Do we have a way to access old (before the restructer) solutions yet?

Short answer: No.

Long answer: There are two different types of saved progress for Free Code Camp: your profile and your browser cache.

A list of your completed challenges is saved to your account in the FCC database. You can see the list of completed challenges by looking at your public portfolio. With a growing curriculum already over 1,400 lessons and a growing user base several times that size, FCC does not store every solution to ever challenge in its database. There are some challenges which are classified as projects required for certifications. Your solutions to those can be viewed on your settings page.

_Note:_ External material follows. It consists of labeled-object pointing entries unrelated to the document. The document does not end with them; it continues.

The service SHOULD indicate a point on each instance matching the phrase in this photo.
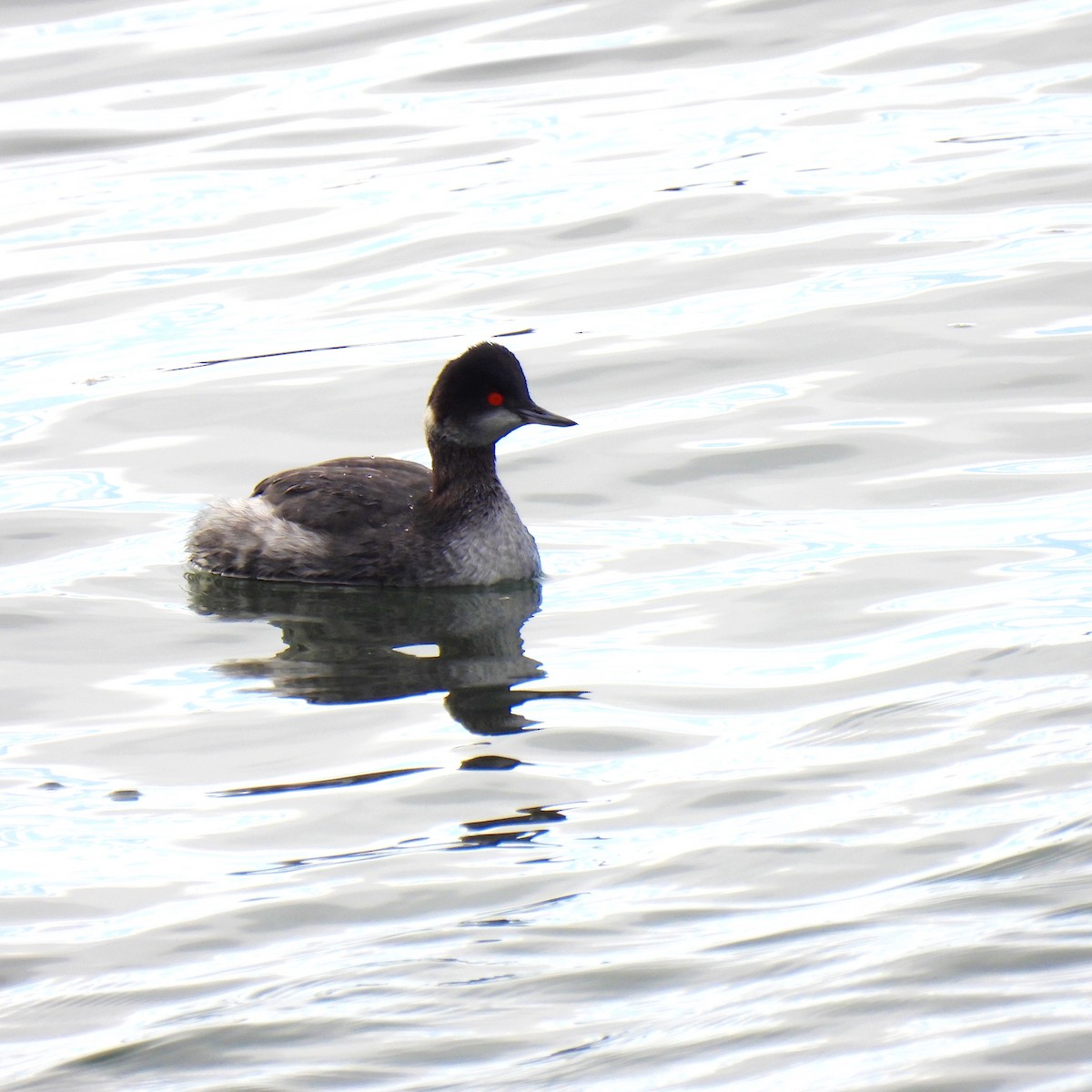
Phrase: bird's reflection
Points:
(347, 645)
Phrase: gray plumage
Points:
(390, 522)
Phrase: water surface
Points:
(785, 780)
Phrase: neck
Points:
(459, 470)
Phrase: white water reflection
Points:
(813, 281)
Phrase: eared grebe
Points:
(387, 521)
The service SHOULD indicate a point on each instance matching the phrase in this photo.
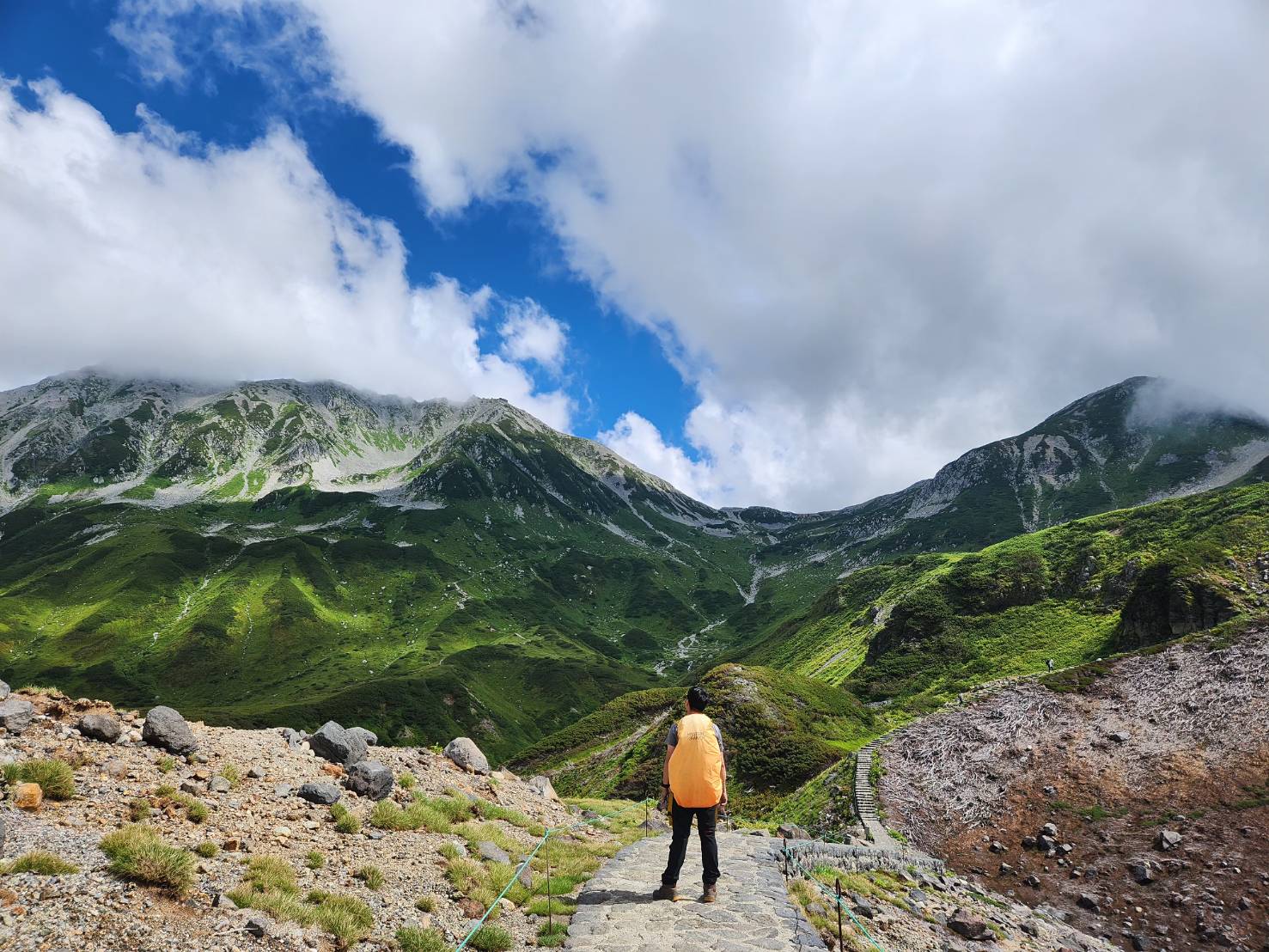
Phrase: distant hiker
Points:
(693, 784)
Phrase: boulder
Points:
(970, 927)
(465, 753)
(168, 730)
(543, 787)
(28, 796)
(371, 738)
(319, 792)
(15, 715)
(338, 745)
(369, 778)
(492, 852)
(101, 728)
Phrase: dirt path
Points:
(616, 912)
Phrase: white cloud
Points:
(149, 252)
(881, 229)
(531, 334)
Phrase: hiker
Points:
(693, 786)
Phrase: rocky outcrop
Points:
(167, 729)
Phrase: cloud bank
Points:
(870, 234)
(154, 253)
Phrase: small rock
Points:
(369, 778)
(319, 792)
(492, 852)
(101, 728)
(15, 715)
(28, 796)
(465, 753)
(970, 927)
(168, 730)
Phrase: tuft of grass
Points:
(40, 864)
(372, 876)
(412, 938)
(138, 853)
(271, 888)
(345, 821)
(491, 938)
(56, 778)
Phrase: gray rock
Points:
(338, 745)
(970, 927)
(465, 753)
(319, 792)
(369, 778)
(101, 728)
(492, 852)
(543, 787)
(15, 715)
(165, 729)
(371, 738)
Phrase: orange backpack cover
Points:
(696, 765)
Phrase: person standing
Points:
(693, 787)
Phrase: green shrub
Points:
(138, 853)
(491, 938)
(415, 939)
(39, 862)
(372, 876)
(56, 778)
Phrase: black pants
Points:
(707, 821)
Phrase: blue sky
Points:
(798, 255)
(614, 363)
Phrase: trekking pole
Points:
(838, 882)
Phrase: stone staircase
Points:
(866, 800)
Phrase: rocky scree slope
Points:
(418, 848)
(1131, 795)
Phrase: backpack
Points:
(696, 766)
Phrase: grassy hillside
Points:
(781, 730)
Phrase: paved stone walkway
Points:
(616, 912)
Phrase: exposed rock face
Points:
(369, 778)
(338, 745)
(103, 728)
(465, 753)
(319, 792)
(167, 729)
(15, 715)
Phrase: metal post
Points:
(838, 882)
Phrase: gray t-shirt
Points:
(672, 739)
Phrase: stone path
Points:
(616, 912)
(866, 800)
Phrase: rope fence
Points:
(550, 832)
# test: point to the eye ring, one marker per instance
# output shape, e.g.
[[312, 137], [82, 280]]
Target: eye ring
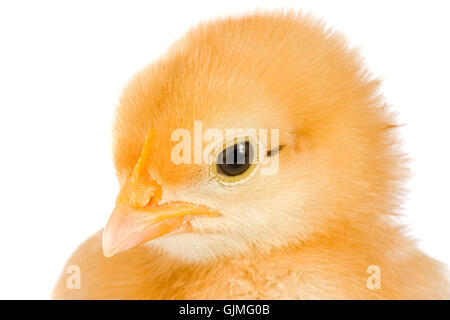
[[241, 167]]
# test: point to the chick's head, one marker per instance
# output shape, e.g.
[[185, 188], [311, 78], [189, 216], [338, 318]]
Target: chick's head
[[324, 155]]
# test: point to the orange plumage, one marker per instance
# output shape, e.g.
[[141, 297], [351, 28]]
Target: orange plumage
[[310, 231]]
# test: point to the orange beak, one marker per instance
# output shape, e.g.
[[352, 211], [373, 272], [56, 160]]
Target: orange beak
[[139, 218]]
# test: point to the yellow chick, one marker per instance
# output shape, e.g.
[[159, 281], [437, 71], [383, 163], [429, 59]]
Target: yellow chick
[[317, 224]]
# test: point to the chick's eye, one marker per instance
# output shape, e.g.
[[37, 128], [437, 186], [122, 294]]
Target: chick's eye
[[235, 160]]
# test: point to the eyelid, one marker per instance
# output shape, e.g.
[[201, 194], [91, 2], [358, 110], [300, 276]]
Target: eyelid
[[275, 150]]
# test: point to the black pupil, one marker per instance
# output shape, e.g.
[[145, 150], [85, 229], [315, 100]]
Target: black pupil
[[235, 160]]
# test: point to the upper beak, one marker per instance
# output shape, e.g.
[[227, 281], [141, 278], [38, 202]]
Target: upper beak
[[139, 218], [128, 227]]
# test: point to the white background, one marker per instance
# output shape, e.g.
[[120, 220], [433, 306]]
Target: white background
[[63, 65]]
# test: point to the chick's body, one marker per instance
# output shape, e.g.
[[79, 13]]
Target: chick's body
[[315, 228]]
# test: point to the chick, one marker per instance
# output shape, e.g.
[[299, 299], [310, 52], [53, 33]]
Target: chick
[[321, 227]]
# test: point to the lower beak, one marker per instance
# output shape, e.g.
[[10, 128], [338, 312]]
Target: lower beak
[[128, 227]]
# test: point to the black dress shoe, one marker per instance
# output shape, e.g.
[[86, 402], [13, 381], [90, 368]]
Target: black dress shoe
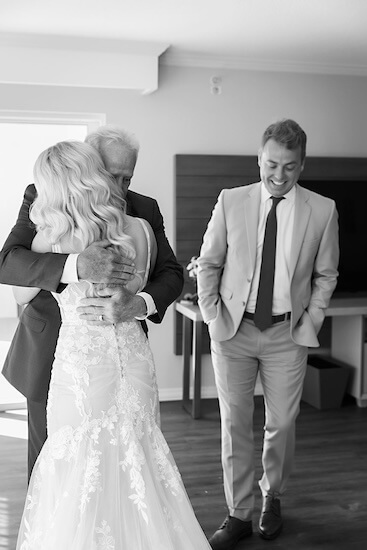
[[229, 533], [270, 523]]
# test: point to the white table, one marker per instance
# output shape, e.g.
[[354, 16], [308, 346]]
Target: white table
[[347, 345]]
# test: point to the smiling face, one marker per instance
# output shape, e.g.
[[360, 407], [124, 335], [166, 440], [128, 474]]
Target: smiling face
[[279, 167], [120, 163]]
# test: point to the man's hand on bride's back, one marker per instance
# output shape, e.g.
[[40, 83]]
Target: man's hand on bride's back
[[112, 305], [100, 263]]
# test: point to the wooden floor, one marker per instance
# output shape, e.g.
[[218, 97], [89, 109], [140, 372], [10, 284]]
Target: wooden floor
[[325, 507]]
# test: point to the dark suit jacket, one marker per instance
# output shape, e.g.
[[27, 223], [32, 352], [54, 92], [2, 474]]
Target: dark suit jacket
[[28, 363]]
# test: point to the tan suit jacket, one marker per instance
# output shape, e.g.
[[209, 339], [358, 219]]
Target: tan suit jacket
[[228, 253]]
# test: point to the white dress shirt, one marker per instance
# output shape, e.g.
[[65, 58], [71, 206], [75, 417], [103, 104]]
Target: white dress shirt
[[285, 221]]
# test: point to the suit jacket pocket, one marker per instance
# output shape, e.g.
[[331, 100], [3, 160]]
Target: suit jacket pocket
[[225, 292], [33, 323]]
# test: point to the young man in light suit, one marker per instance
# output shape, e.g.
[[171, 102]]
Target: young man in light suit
[[28, 363], [306, 254]]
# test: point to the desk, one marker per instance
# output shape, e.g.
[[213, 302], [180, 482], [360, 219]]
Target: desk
[[347, 344], [348, 333]]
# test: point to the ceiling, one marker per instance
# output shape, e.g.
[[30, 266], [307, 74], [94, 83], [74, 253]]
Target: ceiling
[[327, 36]]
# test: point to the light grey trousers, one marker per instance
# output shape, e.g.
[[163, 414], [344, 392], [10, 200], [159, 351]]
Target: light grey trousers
[[282, 365]]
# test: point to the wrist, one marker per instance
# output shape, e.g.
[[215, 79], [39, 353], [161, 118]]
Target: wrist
[[141, 310]]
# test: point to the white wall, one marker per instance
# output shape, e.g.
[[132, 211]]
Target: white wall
[[183, 117]]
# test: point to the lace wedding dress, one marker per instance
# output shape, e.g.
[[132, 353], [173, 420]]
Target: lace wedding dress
[[105, 478]]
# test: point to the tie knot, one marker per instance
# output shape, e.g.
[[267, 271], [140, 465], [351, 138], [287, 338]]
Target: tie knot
[[276, 201]]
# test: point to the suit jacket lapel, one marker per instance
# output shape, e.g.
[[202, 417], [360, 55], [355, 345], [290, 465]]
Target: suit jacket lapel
[[252, 206], [302, 212]]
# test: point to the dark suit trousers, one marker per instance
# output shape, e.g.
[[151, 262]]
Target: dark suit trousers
[[36, 431]]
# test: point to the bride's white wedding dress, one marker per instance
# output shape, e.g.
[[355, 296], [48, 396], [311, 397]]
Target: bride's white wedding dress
[[105, 478]]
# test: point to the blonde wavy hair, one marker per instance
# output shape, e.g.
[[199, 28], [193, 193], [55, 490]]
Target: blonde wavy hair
[[76, 196]]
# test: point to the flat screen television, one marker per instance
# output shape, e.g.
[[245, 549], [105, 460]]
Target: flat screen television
[[351, 202]]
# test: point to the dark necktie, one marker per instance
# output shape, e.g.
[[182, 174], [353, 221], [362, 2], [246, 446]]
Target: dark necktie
[[264, 302]]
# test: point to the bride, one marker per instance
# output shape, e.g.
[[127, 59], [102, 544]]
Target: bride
[[105, 478]]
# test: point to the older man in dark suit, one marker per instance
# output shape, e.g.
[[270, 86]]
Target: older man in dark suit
[[28, 363]]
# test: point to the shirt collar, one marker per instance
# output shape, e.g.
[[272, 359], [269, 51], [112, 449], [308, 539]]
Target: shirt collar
[[291, 195]]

Your in-editor code is saved in your browser’s local storage. Recent in-progress code from the challenge editor is also saved in your local browser cache when you run tests. Because FCC rolled out a completely new application, the old cached values are no longer valid. This is the same effect you would have if you cleared your browser cache. If you are completing lessons and do not see your recent code, then something is preventing FCC from writing to your browser’s storage. This could be a browser setting, a privacy extension, or a browser version incompatibility. Especially as you get to more complicated challenges that may take multiple sessions, I strongly recommend saving your in-progress work outside of the browser cache.

This is a good opportunity to learn the ins and outs of your GitHub account, but you can also just save locally or use a service like repl.it which allows for versioning. The FCC team is working on creating an easy way for campers to download a solution when a challenge is completed. You can help add useful tools like this by being a contributor .

Would love to help contribute. Totally understand the issues with storage but if FCC had told me - “hey the code we have stored for you (it used to even track different versions) is going away” I would have tried to save them somewhere myself. It was often useful for me to go back to old code and see how I would code it differently today.